A ReplicationController (rc) is a controller that is part of the Master Node's Controller Manager. It makes sure the specified number of replicas for a Pod is running at any given point in time. If there are more Pods than the desired count, the ReplicationController would kill the extra Pods, and, if there are less Pods, then the ReplicationController would create more Pods to match the desired count. Generally, we don't deploy a Pod independently, as it would not be able to re-start itself, if something goes wrong. We always use controllers like ReplicationController to create and manage Pods.

Replica Sets

A ReplicaSet (rs) is the next-generation ReplicationController. ReplicaSets support both equality- and set-based Selectors, whereas ReplicationControllers only support equality-based Selectors. Currently, this is the only difference.

Deployments

Deployment objects provide declarative updates to Pods and ReplicaSets. The DeploymentController is part of the Master Node's Controller Manager, and it makes sure that the current state always matches the desired state.

Deployment

Namespaces

If we have numerous users whom we would like to organize into teams/projects, we can partition the Kubernetes cluster into sub-clusters using Namespaces. The names of the resources/objects created inside a Namespace are unique, but not across Namespaces.
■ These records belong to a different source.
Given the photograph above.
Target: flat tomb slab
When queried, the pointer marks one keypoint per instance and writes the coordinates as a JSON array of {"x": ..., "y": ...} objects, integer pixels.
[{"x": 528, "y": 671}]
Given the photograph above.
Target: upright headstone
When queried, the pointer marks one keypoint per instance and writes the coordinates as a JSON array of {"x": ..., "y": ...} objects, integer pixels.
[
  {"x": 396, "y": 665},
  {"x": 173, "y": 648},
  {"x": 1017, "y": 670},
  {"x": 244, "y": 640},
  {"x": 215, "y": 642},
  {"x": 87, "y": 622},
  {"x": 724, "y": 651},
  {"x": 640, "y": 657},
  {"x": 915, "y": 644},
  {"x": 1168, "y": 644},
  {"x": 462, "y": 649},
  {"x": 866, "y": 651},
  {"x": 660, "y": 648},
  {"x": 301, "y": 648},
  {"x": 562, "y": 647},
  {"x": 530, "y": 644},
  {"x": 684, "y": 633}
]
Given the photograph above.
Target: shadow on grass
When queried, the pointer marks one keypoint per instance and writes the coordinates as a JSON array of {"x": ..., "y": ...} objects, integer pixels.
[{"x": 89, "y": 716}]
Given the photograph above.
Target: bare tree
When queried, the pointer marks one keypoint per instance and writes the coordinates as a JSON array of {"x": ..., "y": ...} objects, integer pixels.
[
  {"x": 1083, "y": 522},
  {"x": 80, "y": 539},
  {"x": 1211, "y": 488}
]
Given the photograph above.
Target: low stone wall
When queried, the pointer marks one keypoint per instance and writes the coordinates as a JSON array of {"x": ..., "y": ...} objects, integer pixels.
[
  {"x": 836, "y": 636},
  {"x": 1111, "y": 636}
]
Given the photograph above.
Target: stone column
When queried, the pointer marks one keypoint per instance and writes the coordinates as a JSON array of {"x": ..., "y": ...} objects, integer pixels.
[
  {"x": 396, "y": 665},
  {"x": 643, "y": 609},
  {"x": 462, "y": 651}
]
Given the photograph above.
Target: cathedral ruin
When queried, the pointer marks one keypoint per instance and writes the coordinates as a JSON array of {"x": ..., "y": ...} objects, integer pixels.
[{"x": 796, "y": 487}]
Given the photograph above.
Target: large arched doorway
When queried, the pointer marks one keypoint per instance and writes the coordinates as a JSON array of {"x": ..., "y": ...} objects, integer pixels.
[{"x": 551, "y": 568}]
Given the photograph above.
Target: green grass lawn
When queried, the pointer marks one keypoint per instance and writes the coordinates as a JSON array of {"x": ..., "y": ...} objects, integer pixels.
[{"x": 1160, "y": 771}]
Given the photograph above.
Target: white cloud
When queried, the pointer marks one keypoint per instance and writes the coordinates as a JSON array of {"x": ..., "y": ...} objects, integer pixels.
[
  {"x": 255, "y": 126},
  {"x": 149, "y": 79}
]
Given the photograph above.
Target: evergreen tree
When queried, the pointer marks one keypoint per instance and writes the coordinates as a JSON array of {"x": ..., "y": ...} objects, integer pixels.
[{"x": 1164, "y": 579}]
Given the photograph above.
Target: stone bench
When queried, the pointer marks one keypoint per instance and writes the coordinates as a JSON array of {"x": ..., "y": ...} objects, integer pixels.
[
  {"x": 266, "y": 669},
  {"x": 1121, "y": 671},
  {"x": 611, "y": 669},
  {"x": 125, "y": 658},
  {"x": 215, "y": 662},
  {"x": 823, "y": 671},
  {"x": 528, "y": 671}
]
To list all the Namespaces, we can run the following command:

kubectl get namespaces

ServiceType - ClusterIp and NodePort

ClusterIP is the default ServiceType. A Service gets its Virtual IP address using the ClusterIP. That IP address is used for communicating with the Service and is accessible only within the cluster.

With the NodePort ServiceType, in addition to creating a ClusterIP, a port from the range 30000-32767 is mapped to the respective service, from all the Worker Nodes. For example, if the mapped NodePort is 32233 for the service frontend-svc, then, if we connect to any Worker Node on port 32233, the node would redirect all the traffic to the assigned ClusterIP - 172.17.0.4.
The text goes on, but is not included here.